I found Rollo late one afternoon squatting on his haunches, chewing betel nut, and spitting the blood-red juice upon the stone causeway that leads to the temple of Angkor.

“You speak English?” I asked.

Rollo stood, bowed to me, raised his arm and swept it before him, encompassing by his gesture the entire façade of the mighty temple.

“Angkor Vat,” he said.

“Yes, I know, but do you speak English, and could you tell me where I could find a guide?”

Again the inclusive gesture and again: “Angkor Vat?”

“Good, but you speak French peut-être? Oui? Vous parlez français?

But the habit was on him: once more I learned that at the distant limit of the great arc described by his hand stood the temple of Angkor.

“Righto, old chap.” I nodded and smiled to him. “Merci bien.

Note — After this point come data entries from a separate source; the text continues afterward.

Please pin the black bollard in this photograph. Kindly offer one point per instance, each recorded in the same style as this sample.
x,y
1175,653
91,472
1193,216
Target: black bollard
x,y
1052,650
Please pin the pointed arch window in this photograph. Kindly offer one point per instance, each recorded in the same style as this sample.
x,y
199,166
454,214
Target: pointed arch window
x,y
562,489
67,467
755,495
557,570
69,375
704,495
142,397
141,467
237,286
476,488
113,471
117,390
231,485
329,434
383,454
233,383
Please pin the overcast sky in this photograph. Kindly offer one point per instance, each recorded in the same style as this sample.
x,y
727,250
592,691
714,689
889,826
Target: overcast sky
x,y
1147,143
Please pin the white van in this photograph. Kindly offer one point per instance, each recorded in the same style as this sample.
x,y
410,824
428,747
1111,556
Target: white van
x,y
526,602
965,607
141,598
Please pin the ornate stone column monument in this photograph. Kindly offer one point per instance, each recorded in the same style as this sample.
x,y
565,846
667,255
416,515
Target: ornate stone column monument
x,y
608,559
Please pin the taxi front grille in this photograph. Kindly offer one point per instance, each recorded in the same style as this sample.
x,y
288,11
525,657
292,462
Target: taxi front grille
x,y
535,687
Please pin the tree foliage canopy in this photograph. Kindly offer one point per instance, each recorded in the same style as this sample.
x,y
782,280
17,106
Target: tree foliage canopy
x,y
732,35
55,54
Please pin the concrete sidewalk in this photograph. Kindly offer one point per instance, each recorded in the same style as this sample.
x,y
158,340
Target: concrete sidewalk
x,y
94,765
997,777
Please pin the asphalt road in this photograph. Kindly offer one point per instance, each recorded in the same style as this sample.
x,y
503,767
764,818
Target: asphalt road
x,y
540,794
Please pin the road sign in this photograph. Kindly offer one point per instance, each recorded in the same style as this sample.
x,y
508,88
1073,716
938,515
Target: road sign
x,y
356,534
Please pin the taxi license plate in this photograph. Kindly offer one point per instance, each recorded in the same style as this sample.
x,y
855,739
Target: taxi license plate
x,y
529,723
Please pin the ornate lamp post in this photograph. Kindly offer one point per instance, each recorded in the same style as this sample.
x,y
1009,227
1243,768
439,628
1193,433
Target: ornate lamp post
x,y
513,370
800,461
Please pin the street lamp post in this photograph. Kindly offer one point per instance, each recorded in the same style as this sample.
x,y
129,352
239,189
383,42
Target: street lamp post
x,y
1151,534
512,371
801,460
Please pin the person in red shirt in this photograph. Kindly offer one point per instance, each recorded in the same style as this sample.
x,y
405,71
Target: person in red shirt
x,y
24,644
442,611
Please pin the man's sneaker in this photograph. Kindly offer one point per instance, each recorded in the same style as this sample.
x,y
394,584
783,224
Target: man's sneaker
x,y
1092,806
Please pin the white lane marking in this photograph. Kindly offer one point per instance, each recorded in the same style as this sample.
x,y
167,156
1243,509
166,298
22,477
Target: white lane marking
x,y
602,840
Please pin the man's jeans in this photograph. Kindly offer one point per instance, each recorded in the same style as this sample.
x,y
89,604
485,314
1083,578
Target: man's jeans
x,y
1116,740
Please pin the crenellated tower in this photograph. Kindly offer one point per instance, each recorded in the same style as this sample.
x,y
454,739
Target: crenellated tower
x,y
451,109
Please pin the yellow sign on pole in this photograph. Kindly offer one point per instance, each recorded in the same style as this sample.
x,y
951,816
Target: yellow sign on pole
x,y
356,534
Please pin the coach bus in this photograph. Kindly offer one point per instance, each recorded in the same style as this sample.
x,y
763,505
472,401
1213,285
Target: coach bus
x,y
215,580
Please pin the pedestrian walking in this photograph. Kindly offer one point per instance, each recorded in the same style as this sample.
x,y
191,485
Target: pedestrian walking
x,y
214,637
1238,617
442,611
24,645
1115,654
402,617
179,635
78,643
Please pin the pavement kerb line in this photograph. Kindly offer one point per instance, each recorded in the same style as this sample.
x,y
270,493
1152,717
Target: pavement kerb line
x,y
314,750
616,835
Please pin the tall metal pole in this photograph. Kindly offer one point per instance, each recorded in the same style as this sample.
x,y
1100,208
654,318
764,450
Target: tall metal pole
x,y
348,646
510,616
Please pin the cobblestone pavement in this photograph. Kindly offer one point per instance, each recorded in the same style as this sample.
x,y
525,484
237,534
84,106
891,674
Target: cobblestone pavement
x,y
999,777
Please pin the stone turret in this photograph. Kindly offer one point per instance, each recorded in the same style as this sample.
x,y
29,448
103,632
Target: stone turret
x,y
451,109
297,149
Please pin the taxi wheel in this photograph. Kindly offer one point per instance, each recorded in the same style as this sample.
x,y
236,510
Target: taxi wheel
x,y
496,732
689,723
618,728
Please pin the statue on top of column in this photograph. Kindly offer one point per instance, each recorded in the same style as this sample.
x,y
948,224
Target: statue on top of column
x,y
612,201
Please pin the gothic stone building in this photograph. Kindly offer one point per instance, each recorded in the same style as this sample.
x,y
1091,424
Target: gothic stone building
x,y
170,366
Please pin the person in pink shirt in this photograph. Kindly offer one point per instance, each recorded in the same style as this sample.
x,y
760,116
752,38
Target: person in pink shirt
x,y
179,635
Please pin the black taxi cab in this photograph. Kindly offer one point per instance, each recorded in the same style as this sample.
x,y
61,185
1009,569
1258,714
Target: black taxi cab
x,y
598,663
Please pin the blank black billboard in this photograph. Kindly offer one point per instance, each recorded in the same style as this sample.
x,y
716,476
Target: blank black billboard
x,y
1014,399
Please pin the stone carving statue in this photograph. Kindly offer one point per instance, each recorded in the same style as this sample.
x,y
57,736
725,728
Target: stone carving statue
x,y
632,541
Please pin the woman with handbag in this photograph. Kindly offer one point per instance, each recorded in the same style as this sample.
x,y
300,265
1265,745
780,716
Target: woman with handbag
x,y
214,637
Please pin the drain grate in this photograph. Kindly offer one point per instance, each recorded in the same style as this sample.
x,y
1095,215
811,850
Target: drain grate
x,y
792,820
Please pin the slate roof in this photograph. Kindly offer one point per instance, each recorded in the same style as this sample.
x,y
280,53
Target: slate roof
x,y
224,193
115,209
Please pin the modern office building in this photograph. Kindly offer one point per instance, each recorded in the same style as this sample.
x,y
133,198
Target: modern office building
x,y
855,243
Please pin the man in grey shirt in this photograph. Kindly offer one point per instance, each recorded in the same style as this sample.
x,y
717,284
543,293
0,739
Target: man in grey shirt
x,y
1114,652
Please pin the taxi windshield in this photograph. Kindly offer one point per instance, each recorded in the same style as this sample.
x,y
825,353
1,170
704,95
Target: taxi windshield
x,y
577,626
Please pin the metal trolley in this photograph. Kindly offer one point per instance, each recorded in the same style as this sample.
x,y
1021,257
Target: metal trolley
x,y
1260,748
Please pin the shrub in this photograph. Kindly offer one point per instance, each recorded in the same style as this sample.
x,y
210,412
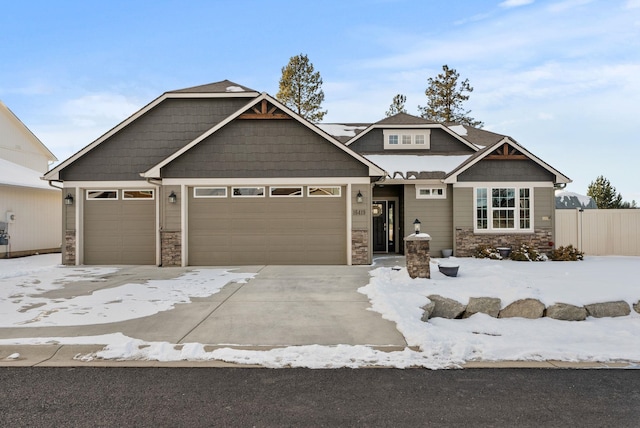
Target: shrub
x,y
567,253
487,252
527,254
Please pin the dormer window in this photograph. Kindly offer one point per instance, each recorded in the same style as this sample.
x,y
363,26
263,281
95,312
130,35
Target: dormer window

I started along the causeway. Rollo trotted beside me, his little wooden clogs tap tapping upon the stones.

“Where are you going?” I demanded.

“Angk–”

“So I gather, but why are you following me?”

He looked at me and smiled. Absurdly enough I thought of wrinkled copper.

“All right,” he said, and startled me by his linguistic versatility. He struck his chest, touched my arm, and, clasping his hands, showed that we were friends.
Afterward he pointed ahead at the temple. Crouching low, peering all about him, he stood on tiptoe, gazing with keenest interest. Finally, with two forefingers ever moving one before the other, he signalled our advance.

“But, see here, you don’t speak any language I understand. How can you–”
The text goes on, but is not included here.